My summer began at Memorial Day. My summer break from school ended a month ago, when I returned to work on July 31. I’d been making the most of the time off, after spiritual duties and pleasures, to engage in some of my favorite past-times: reading and movie watching. Here is a review of one of the books I read this summer, Above All Things.
I reviewed Randy Alcorn’s Deadline previously
Expecting their first baby, Judd and Evette McGlin are thrilled at the prospect of becoming parents. But their marriage faces the ultimate test when Judd learns he already has a child: a six-year-old bi-racial daughter, born amid secrets and lies. Now, Evette must decide if she can accept the child—and forgive Judd. She thought she was open-minded—until hidden prejudices threaten the future of an innocent little girl, Evette’s marriage, and the very notion of the woman she’s believed herself to be. Above all things, this child needs acceptance and love. Needs Evette to discover what being a mother truly means. Needs Judd to face his past. And needs them both to discover what it truly means to be a family.
I’ve never read any of Deborah Raney’s books. I bought Above All Things for the Kindle because it was free. I haven’t had the best of luck with the freebie notices that BookBub sends me. When a Kindle book is free there’s usually a reason. But sometimes a good one is stuck in there so I keep trying. This was one of the good ones.
BookBub “is a free daily email that notifies you about deep discounts on acclaimed ebooks. You choose the types you’d like to get notified about — with categories ranging from mysteries to cookbooks — and we send great deals in those genres to your inbox.” BookBub is like Honey or Camel Camel Camel but strictly for books.

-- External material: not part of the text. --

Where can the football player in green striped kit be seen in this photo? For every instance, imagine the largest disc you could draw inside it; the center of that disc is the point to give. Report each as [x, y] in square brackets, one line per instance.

My favorite genres tend toward the more manly fast paced thrillers, detective, or legal genres than the Christian ChickLit, which Above All Things definitely is.
I enjoyed how the author set the foundation at first and introduced her Christian characters by showing, not telling. I enjoyed how she brought us through their issue, the unknown daughter Judd had 6 years ago and the other issues of pre-marital sex, betrayal, and blended family that come with it. Included in their issues to work through was also the biracial aspect. The characters were well-drawn, including the daughter, grandmother and in-laws. Raney’s depiction of the change of heart and Christian growth were realistic. I especially enjoyed the scene where the couple is counseled by their pastor.
All in all, I was tremendously surprised when I looked up the length for the print version and saw it was 308 pages. It felt shorter.
Raney has been a Christy Award finalist and her first book, A Vow To Cherish earned a Silver Angel from Excellence in Media and was made into a movie of the same name. The print version of Above All Things was self-published. The writing wasn’t nuanced or tremendously complex. It is a good, free book. All in all, a good vacation read.